By Sam Amick
June 15, 2012

SACRAMENTO, Calif. -- The idea, of course, is for NBA teams to get a look at the draft prospect.

But it's important for the player himself to be able to see during a workout, and so it was that UConn center Andre Drummond had to stop showcasing his skills for the Kings on Thursday when his vision became a bit of an issue. There was a 10-minute search for the contact lenses that fell out, after which he went back to being the tantalizing talent that has so many teams both confused and intrigued about what to do with him.

Drummond is a mystery man in this draft class. NBA executives wonder about how imposing he can become given that the 18-year-old center stands 6-11¾ in shoes and has a 7-6¼ wingspan. The immediate data, however, aren't nearly as impressive.

Drummond was a disappointment in his one season with the Huskies after arriving as the No. 2 recruit in the country. He averaged just 10 points, 7.6 rebounds, 2.7 blocks and 28.4 minutes while shooting 53.8 percent from the field and a woeful 29.5 percent from the free throw line. He capped an up-and-down season by scoring two points and grabbing three rebounds as UConn's title defense ended with a loss to Iowa State in the first round of the NCAA tournament.

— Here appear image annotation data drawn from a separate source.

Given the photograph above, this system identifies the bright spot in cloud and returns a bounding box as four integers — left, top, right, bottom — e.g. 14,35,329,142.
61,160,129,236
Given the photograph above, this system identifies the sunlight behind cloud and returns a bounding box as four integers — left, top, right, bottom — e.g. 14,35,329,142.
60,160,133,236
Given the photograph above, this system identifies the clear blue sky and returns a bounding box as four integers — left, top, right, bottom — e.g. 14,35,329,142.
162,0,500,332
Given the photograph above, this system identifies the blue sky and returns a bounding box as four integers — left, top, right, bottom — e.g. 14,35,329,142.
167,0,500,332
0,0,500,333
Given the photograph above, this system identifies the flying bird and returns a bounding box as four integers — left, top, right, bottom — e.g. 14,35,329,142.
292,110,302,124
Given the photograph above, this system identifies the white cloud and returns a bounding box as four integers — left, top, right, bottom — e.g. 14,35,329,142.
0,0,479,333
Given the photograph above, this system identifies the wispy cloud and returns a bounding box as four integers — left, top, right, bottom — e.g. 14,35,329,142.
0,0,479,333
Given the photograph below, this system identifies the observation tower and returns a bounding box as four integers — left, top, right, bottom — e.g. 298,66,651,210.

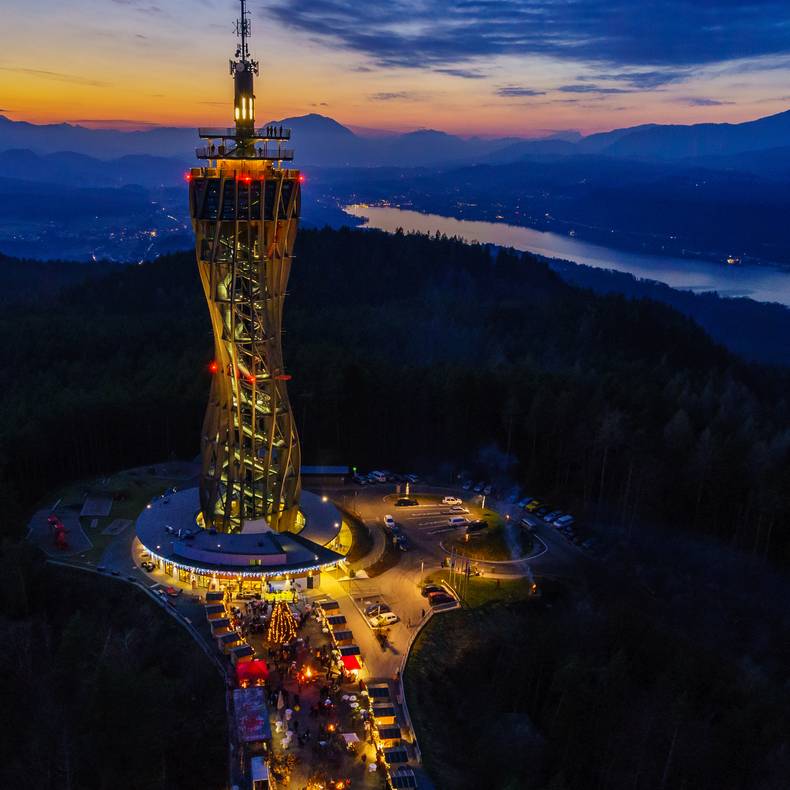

But even in that poor performance Drummond's shot-blocking ability was on display (he had four), and that kind of presence may be what the Kings -- and a number of other teams picking in the top 10 of the June 28 draft -- are looking for. It's one of the calling cards of this draft, with Kentucky power forward and consensus No. 1 pick Anthony Davis playing the lead role and players like North Carolina power forward John Henson (2.9 blocks last season) also being considered near the top of the first round in large part because of defensive prowess.

There was clearly a focus on that skill in Drummond's workout with the Kings, who have the fifth pick. He ran through shot-blocking drills in which members of the coaching staff lobbed high-arching shots from all areas of the floor that Drummond swatted away. His motor and ability to be a consistent contributor are seriously in question, but Drummond remains unlikely to fall out of the top 10. He said he'll work out in Portland (Nos. 6 and 11 picks) on Friday, then head to Cleveland (No. 4), Washington (No. 3) and Charlotte (No. 2).

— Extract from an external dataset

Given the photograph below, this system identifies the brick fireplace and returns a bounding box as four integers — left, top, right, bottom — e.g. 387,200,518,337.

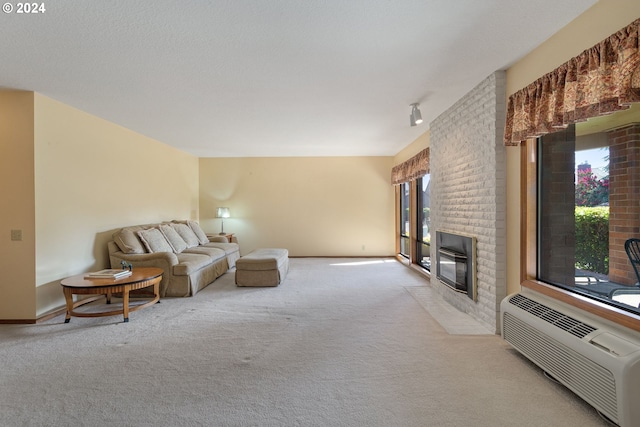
430,71,506,332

While Drummond's size means his defensive impact will likely always be there, he's trying to convince teams he's growing as a scorer as well.

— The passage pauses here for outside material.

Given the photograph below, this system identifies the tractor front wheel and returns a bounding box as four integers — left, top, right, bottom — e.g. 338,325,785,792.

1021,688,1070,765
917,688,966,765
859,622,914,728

"I've worked hard on my offensive game the past couple of months, and I'm still working on it to this day," he said. "I've definitely built a back-to-the-basket game. My face-up game is a whole lot better. My jump shot is a whole lot better, I'm shooting better free throws and I'm just trying to become a well-rounded player."

• North Carolina small forward Harrison Barnes and Florida shooting guard Bradley Beal will face off in a workout for the Cavaliers on Saturday, according to sources. Cleveland is known to have interest in both players with the No. 4 pick, though Barnes and Beal now appear to be possibilities for Charlotte at No. 2 as well, along with Kentucky small forward Michael Kidd-Gilchrist and Kansas power forward Thomas Robinson.

A source said that Robinson, who worked out in Washington (No. 3) on Wednesday, will work out for the Bobcats next Friday. Beal worked out for the Wizards on Thursday, and he is agreeing to work out for only the top four teams. Kidd-Gilchrist is scheduled to work out for Washington on Friday.

• UConn shooting guard Jeremy Lamb remains in the running as a top-10 pick, but his workout with Toronto (No. 8) on Thursday hardly helped his case. Sources said Lamb turned his ankle minutes into the session, and he was expected to cancel a scheduled workout with Portland (Nos. 6 and 11) for Friday. Though the injury is not considered serious, the predraft workout phase is obviously not a good time to be dealing with a weak ankle.

• When it was reported that a lottery team had promised to draft Duke shooting guard Austin Rivers, many suspected that it came from New Orleans with its No. 10 pick. His father, Celtics coach Doc Rivers, and Hornets coach Monty Williams are close friends, and Austin is just the sort of young, confident talent that New Orleans could use during its rebuilding process. But a source with knowledge of the situation insisted that the Hornets have not promised Rivers.